A researcher recently contacted The Badger Herald about a project assessing threats to college newspapers. I ran him through the typical information researchers want to know: Yes, we are entirely independent. No, the university cannot censor us. Yes, there is another daily student paper on campus. No, we do not have adults on staff.
After exhausting his list of questions, the researcher’s professional tone changed to one of amazement. After speaking to college newspaper staffs across the nation, we were the only true case of independence he had come across. We were unique.
Working at the Herald day after day, year after year, it is easy to forget that we are different. I’m not talking about the special kind of quirk our staff unfailingly exhibits or even the content we put out each day. I’m talking about that at its very core, the Herald is something different. Part of that is the perfect storm that Madison creates for college media. We’re lucky to be close to the news generators at the campus, city and state level. We’re lucky to have competition in Madison’s professional media outlets and the Daily Cardinal. We’re lucky to have a university that lets us distribute in their buildings, takes our late night calls and touts us as an important part of the fabric that is campus.
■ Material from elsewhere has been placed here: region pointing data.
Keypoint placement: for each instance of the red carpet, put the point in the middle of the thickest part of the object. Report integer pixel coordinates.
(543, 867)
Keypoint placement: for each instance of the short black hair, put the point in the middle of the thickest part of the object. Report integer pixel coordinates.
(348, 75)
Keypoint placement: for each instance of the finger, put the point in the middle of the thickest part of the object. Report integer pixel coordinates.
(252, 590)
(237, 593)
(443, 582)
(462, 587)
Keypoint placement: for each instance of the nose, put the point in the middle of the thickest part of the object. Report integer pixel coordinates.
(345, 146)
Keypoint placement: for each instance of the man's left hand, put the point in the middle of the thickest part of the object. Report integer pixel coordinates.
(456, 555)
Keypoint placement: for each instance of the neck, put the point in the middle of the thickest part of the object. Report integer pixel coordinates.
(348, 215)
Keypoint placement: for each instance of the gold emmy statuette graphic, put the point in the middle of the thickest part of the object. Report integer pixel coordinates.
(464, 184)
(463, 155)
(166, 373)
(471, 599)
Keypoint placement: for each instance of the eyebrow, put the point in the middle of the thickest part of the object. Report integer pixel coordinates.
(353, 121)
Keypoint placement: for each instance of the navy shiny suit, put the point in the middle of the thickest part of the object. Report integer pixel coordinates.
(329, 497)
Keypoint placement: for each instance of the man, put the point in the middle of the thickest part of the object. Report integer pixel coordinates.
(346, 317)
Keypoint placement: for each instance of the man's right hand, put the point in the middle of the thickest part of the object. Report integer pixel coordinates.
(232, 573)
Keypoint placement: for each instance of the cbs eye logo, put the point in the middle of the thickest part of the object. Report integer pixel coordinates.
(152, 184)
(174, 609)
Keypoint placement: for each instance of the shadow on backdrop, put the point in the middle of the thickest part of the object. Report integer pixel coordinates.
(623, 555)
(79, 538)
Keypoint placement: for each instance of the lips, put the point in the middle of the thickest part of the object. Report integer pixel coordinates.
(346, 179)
Most of all, what makes the Herald different is the principles on which we operate. In our office, there is an unassuming drawer that sits in the editor-in-chief desk. Most people don’t know it is there; I certainly didn’t until the desk was my own. If you open it, you’ll find folders upon folders of documents detailing the decisive moments in our history. There are the moments where we did something in the name of free speech, and there are the often-related moments where we clashed with campus. There are the moments where we struggled, the moments where we succeeded and the moments where we failed. Together, all of these moments make up the institution that is the Herald: an experiment on the University of Wisconsin campus that for 42 years has turned students into journalists and journalists into experimenters.
I am so proud to have called the Herald a home for the last four years, and I am so proud of the incoming staff. The spirit of experimentation is as ingrained in them as it was in our founders so long ago, and it will carry them forward to many more years of success.